A calmer and more balanced conversation.
The Denmark discussion raised meaningful questions about infant emotional wellbeing and behavioural sleep interventions.
Those questions deserve thoughtful consideration, not dismissal.
But it is equally important that parents understand what the discussion actually represented:
a professional debate
concerns surrounding specific extinction-based methods
and differing philosophies within child development and sleep science
It was not a declaration that all sleep support is harmful.
Healthy attachment develops over time through repeated experiences of love, responsiveness, comfort, protection, emotional safety, and connection.
Supporting a child toward better sleep within a loving responsive family environment does not automatically conflict with those foundations.

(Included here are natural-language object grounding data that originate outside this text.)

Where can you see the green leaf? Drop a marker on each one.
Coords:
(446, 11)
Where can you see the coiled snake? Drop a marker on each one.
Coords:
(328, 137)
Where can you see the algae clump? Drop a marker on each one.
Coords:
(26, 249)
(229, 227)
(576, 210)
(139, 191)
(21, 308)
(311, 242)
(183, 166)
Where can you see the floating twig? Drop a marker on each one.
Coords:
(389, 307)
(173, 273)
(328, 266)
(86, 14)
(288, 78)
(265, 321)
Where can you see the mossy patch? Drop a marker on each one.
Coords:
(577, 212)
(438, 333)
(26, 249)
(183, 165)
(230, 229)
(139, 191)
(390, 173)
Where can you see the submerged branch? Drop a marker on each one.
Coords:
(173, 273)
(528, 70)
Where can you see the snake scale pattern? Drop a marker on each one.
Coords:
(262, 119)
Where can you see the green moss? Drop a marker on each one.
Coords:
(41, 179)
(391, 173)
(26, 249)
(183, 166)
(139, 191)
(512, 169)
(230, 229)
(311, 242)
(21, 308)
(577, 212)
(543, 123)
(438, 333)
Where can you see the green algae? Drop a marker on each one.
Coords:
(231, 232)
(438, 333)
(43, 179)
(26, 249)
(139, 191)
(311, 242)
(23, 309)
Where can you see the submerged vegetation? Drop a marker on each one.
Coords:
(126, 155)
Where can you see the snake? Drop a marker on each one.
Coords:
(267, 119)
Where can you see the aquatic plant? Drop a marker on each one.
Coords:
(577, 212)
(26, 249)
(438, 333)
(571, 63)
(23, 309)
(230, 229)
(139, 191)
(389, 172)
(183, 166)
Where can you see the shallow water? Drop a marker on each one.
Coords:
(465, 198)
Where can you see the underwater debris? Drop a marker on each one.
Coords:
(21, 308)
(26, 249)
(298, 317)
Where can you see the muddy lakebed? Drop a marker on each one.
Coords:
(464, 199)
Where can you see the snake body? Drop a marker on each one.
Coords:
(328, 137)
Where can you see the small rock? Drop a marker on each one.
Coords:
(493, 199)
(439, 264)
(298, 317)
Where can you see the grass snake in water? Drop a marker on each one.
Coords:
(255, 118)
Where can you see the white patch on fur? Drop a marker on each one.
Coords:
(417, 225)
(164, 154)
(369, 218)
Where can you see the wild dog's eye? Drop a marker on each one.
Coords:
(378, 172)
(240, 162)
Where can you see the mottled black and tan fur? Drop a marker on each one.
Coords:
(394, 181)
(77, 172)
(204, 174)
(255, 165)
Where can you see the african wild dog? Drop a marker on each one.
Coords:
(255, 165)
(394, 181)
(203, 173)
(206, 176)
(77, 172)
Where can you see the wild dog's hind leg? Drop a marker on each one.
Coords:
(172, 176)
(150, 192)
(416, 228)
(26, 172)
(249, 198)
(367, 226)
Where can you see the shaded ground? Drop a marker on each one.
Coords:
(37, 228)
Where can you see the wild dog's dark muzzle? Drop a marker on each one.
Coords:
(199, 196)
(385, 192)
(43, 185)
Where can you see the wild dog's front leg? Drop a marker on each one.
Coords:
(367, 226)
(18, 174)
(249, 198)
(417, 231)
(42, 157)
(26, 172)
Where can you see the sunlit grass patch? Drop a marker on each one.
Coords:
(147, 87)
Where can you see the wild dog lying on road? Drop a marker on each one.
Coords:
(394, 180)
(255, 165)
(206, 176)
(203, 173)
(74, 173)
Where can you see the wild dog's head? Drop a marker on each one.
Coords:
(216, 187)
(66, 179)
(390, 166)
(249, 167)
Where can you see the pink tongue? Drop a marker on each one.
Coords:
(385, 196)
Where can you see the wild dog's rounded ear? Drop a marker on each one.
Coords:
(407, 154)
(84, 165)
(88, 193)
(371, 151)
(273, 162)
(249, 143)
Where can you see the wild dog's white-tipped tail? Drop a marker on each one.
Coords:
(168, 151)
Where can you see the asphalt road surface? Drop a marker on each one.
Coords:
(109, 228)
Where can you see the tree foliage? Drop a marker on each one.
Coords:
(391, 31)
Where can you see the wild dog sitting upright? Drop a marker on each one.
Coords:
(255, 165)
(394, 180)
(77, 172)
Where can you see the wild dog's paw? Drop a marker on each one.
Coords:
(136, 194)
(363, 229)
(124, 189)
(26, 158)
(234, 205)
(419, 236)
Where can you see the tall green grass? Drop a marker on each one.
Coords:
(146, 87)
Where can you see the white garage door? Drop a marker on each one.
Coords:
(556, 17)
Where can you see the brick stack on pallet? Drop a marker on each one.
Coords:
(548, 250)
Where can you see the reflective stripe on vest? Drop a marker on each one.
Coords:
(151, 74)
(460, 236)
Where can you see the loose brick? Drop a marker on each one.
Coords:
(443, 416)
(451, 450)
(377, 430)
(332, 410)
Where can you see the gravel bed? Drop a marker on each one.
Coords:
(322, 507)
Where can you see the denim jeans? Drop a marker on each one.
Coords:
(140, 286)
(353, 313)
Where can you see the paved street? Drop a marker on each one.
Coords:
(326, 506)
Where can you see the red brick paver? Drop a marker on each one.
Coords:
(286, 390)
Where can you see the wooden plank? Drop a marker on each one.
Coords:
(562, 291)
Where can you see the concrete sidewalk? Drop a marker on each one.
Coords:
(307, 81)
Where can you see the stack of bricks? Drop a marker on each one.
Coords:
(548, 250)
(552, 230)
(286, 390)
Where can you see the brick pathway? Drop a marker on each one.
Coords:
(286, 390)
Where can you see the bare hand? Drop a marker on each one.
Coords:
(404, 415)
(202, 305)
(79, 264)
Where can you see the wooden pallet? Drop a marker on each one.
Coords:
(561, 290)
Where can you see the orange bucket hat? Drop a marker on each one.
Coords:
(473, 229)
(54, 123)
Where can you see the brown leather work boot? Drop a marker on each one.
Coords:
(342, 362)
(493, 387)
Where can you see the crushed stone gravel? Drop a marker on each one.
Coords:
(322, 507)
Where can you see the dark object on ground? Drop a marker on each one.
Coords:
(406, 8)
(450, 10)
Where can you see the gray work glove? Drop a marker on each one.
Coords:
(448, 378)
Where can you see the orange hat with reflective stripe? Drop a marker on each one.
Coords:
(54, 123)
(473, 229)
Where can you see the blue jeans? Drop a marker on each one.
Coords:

Healthy attachment and connection with your child, and a stable, restorative and predictable nights sleep - do not need to be mutually exclusive. With the right (evidence based) approach, you can achieve both.
References
Hiscock, H. et al. (2012). Five-year follow-up of harms and benefits of behavioral infant sleep intervention. Pediatrics.
Mindell, J.A. et al. (2006). Behavioral treatment of bedtime problems and night wakings in infants and young children. American Academy of Sleep Medicine.